There are other, indirect reasons for the price increase as well. Dry conditions out West, possibly spurned by climate change, have made it harder to profitably grow crops of Christmas trees in Western states like California, Washington, and Oregon. What’s more, Christmas trees are considered a luxury item, at least in the agriculture industry, which means that farmers in hard times are more likely to put their efforts into necessary crops, like food.

Looking Towards The Future

The Christmas tree industry runs according to its own rhythms, as does the economy, and they don’t always match up. However, Hundley thinks – hopes – that supply, demand, and consumer purchasing power have evened out, and that there will be a proper supply of fresh Christmas trees, priced affordably for the consumer yet profitably for the farmer, to meet demand, for years to come.

The Role Of Artificial Trees

Of course, you could always just by a fake Christmas tree. And in fact, Americans are buying far more artificial Christmas trees than the real-tree industry would like. In 2017, Americans purchased 21.7 million real Christmas trees, as opposed to 21.1 million artificial trees that year.

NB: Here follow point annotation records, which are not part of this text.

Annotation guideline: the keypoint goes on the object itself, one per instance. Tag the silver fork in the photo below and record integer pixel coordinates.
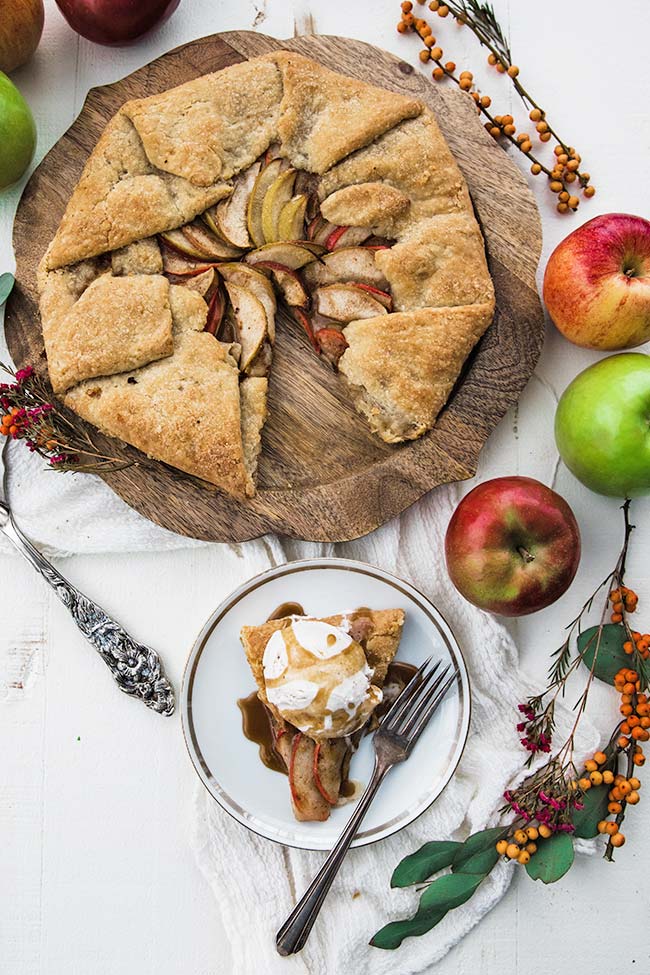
(136, 668)
(394, 741)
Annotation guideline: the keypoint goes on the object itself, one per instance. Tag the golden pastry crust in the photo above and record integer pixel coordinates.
(214, 126)
(375, 205)
(380, 646)
(325, 115)
(439, 262)
(140, 257)
(183, 410)
(116, 324)
(120, 198)
(414, 158)
(402, 367)
(165, 159)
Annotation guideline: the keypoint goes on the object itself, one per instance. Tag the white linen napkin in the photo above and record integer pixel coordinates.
(256, 882)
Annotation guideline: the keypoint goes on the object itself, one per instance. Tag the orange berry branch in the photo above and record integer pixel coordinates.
(27, 414)
(480, 19)
(555, 803)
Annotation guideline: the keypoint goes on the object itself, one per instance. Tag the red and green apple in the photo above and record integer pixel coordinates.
(512, 546)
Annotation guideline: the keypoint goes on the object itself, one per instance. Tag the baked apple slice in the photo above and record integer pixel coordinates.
(211, 247)
(276, 197)
(347, 237)
(230, 214)
(349, 264)
(267, 175)
(307, 800)
(332, 344)
(216, 312)
(250, 320)
(287, 282)
(346, 303)
(288, 253)
(291, 222)
(178, 264)
(249, 277)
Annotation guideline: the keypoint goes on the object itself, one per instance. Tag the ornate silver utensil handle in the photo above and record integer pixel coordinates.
(136, 669)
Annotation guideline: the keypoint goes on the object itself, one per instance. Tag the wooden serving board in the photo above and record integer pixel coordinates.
(322, 474)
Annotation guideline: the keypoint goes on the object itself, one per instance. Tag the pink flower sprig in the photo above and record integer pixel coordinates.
(30, 416)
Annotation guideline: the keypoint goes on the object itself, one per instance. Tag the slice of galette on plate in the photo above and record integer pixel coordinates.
(320, 682)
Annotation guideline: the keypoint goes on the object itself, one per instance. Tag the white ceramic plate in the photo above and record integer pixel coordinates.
(217, 674)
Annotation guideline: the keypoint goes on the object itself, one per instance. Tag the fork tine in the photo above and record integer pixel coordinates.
(419, 703)
(408, 691)
(431, 708)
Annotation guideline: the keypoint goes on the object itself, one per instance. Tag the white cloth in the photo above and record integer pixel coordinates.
(256, 882)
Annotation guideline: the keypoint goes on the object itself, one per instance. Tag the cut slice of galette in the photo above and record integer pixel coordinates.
(320, 681)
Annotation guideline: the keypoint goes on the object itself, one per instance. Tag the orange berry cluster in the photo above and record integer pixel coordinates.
(566, 168)
(522, 844)
(623, 601)
(10, 423)
(635, 710)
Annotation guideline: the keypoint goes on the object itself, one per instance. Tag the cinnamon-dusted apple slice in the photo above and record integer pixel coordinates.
(328, 765)
(383, 296)
(332, 344)
(204, 283)
(287, 282)
(267, 175)
(180, 265)
(320, 230)
(291, 222)
(346, 303)
(216, 312)
(305, 321)
(349, 264)
(230, 214)
(249, 277)
(309, 804)
(347, 237)
(276, 197)
(212, 247)
(250, 319)
(293, 256)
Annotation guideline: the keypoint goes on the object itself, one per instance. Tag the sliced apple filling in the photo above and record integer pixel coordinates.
(269, 237)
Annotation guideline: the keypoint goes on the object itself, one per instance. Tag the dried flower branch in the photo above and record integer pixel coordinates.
(481, 20)
(554, 803)
(30, 416)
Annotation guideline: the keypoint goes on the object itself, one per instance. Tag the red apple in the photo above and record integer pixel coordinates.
(115, 21)
(21, 26)
(512, 546)
(597, 283)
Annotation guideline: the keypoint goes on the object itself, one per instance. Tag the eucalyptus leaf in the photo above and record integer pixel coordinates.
(478, 853)
(441, 896)
(7, 282)
(611, 655)
(422, 864)
(553, 858)
(595, 809)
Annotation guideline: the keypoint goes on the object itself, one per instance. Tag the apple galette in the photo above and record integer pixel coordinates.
(320, 681)
(202, 208)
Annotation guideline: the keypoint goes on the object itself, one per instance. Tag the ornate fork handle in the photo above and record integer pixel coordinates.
(136, 669)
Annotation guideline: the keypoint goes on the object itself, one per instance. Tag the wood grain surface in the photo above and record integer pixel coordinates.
(322, 474)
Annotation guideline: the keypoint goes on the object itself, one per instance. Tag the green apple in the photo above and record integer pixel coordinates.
(602, 426)
(17, 133)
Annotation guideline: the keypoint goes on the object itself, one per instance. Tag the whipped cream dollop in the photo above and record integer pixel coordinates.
(318, 678)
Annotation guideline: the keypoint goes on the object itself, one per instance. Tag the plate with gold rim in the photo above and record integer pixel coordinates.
(217, 675)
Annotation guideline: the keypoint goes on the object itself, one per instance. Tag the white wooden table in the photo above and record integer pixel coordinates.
(96, 873)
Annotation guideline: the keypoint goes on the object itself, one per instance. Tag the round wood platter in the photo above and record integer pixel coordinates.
(322, 475)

But you may have already seen the problem: artificial trees last five to 10 years, vs. just one for a real one. That means that whoever buys an artificial tree is out of the market for the next few years at least, unless they change their minds and go back to real ones.

Not for nothing, the price of artificial is rising as well, to an average of $107 per tree, up from an average of $98.70 in 2016.